The parameters are p_true = Float32.([0.55e-3, 0.5e-3, 1, 1.69, 280, 1/50, 365/22]), initial conditions u0=[0.058496855, 0.00020796247, 0.7943508] saved at tsteps = range(0, 20, step=0.5) The neural network is defined using

ann_ude=FastChain(FastDense(3, 20, tanh),  FastDense(20, 1, tanh), (x,p)->x[1])
p0 = DiffEqFlux.initial_params(ann_ude)

It's meant to learn the third equation governing the change in x. The setup is

function SIRx_ude!(du, u, p, t, p_)
    μ, β, γ, κ, ω, δ = p_
    S, I, x = u
    du[1] = dS = μ*(1-x) - β*S*I - μ*S
    du[2] = dI = β*S*I - (μ+γ)*I
    du[3] = ann_ude(u, p)
    nothing
end;

ude(du, u, p, t) = SIRx_ude!(du, u, p, t, p_true);
prob = ODEProblem(ude, u0, (tsteps[1], tsteps[end]), p0);
adrhill commented 3 years ago

Running your ODE, I see that the data you're trying to fit is within a very small interval:

julia> maximum(ode_data; dims=2)
3×1 Matrix{Float64}:
 0.06015703426605154
 0.00022351952775341233
 0.7943534717796061

julia> minimum(ode_data; dims=2)
3×1 Matrix{Float64}:
 0.058369736482097166
 0.00013155024652744172
 0.7943237417350401

I think this is the reason why the dynamics you obtain from your UDE look very similar in all groups. Normalizing the inputs in ann_ude might help, e.g. something like:

umin = minimum(ode_data; dims=2)
umax = maximum(ode_data; dims=2)
normalize(u) = (u - umin) / (umax - umin)

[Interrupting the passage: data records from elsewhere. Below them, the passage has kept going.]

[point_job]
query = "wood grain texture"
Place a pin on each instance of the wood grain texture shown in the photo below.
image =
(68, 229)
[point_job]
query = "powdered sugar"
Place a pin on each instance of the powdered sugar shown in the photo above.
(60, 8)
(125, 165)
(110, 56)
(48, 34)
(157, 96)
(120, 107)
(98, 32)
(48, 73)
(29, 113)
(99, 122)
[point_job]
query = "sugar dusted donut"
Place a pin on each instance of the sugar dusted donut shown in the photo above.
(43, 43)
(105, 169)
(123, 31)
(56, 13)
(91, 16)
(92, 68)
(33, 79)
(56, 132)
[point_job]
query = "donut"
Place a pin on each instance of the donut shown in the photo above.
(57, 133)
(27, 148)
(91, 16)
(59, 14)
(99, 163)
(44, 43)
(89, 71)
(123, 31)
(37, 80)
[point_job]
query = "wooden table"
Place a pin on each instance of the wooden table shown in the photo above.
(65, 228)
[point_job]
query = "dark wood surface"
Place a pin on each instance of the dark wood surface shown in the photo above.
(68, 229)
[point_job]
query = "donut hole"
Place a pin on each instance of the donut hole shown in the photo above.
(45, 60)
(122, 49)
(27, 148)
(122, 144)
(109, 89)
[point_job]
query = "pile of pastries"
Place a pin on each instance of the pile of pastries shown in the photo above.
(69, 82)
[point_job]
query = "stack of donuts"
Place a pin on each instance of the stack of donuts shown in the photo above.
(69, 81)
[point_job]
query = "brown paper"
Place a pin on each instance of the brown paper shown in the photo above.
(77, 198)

ann_ude = FastChain((x, p) -> normalize(x), FastDense(3, 20, tanh), FastDense(20, 1))

(Maybe @ChrisRackauckas knows a more elegant way to do this...)

Normalizing your loss functions (the regular one and the kwarg continuity_loss in multiple_shoot) can also help.

Let me know if this fixes your problem!

bkuwahara commented 3 years ago

Much appreciated! Just normalizing the inputs to the NN makes the groups distinguishable, although they're still similar enough that the training doesn't really work. I tried normalizing the loss function (the regular one) and I get an error Mutating arrays is not supported. I've tried a number of different approaches, none of which actually involve mutating arrays as far as I can tell, so I'm not sure where this error comes from. Here's one of the versions I wrote which gave the error:

function loss(data, pred)
    d = similar(data)
        p = similar(pred)
    for i in 1:size(d, 1)
        d[i,:] = (data[i,:] .- umin[i]) ./ (umax[i] - umin[i])
        p[i,:] = (pred[i,:] .- umin[i]) ./ (umax[i] - umin[i])
    end
    return sum(abs2, d - p)
end

Is there a way to go about this that won't give me an error?

EDIT: I figured out how to do it. It seems like I had my eta value set much too high for the ADAM optimizer. Using a smaller value of eta and a larger group size makes a considerable difference. It's still not perfect, but I think I can get it to work from here.

adrhill commented 3 years ago

@bkuwahara Can this issue be closed?